“She likes to take a bath, but [the water] irritates her skin,” Susan said of her active two-year-old daughter. When the little girl was 18 months old, Susan started to notice rashes all over her daughter’s legs. “I thought it was something from the grass,” she said. Instead, a doctor informed her that the baby’s rash was probably from her water. Susan can’t bathe her daughter at home now; she takes her to a daycare centre or relative’s house.
Susan lives in Grassy Narrows First Nation in Ontario, where I spoke to her and other families in February to learn about living under a “do not consume” water advisory.
The water in the well that supplies her home is contaminated with uranium; water trucked in from a local treatment plant to fill a cistern at her house has dangerous levels of a cancer-causing byproduct that comes from treating dirty source water.
I have visited many countries conducting human rights research for Human Rights Watch. Canada, with its global reputation as a rights-respecting country with bountiful fresh water, was the last place I expected to encounter parents worried that their water could harm their children. While investigating Human Rights Watch’s report on the drinking water crisis in Ontario First Nations, I spoke to dozens of parents and grandparents who cannot trust their water – which can weigh heavily on the heart and mind.
Unfortunately, Grassy Narrows and Susan’s situation are far from unique. As The Globe and Mail detailed Monday in its excellent reporting on water safety, there are currently 158 similar drinking water advisories in 114 First Nation communities. This statistic doesn’t reveal the full extent of water problems facing First Nations communities. Some lack any running drinking water, relying only on trucks and cisterns, and many households rely on well water, which is often contaminated. The basic human right to water is seriously at risk in First Nations communities across Canada.
Exposure to the contaminants found in this water can cause illnesses ranging from gastrointestinal disorders to increased risk of cancer. Knock-on effects – like bathing less when people can’t trust their water – includes the proliferation or worsening of skin infections, eczema, psoriasis, and other skin conditions.
Yet, the federal government has not done enough to address this crisis. For decades, the government has invested in building new infrastructure without first creating the environment for communities to guarantee safe water – such as the regulations that exist in the rest of Canada. No safe drinking water rules exist for First Nation reserves.

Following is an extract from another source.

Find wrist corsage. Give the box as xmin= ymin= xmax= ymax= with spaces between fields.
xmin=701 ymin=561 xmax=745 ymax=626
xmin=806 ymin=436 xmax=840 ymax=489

Introducing rules alone can’t guarantee safe water, but coupled with sustainable funding and support they can create an enabling environment.
Dozens of communities languish for years on the priority list analyzed by The Globe, thanks to years of unpredictable or insufficient funding for water systems. The federal government funds water budgets at a deficit, meaning that communities often do not have enough money to keep systems in good working order. Meanwhile, the quality and safety of source water has declined, with new contaminants such as personal care products and pharmaceutical waste making water more expensive to treat.
The Trudeau government has taken historic steps to resolve the crisis by increasing its water budget and promising to end long-term boil water advisories in five years. But the government data obtained by The Globe show that ending the crisis requires systemic changes to reduce risks for everyone living on reserve. The government should be collaborating with First Nations to a develop a plan for long-term and sustainable solutions with measurable targets to monitor success.
Many countries face water crises, but few have the natural or financial resources of Canada. The First Nation drinking water crisis is a preventable and unnecessary burden borne most by children, the elderly, the sick and caregivers like Susan.
It’s time for Canada to fulfill everyone’s right to clean, healthy water.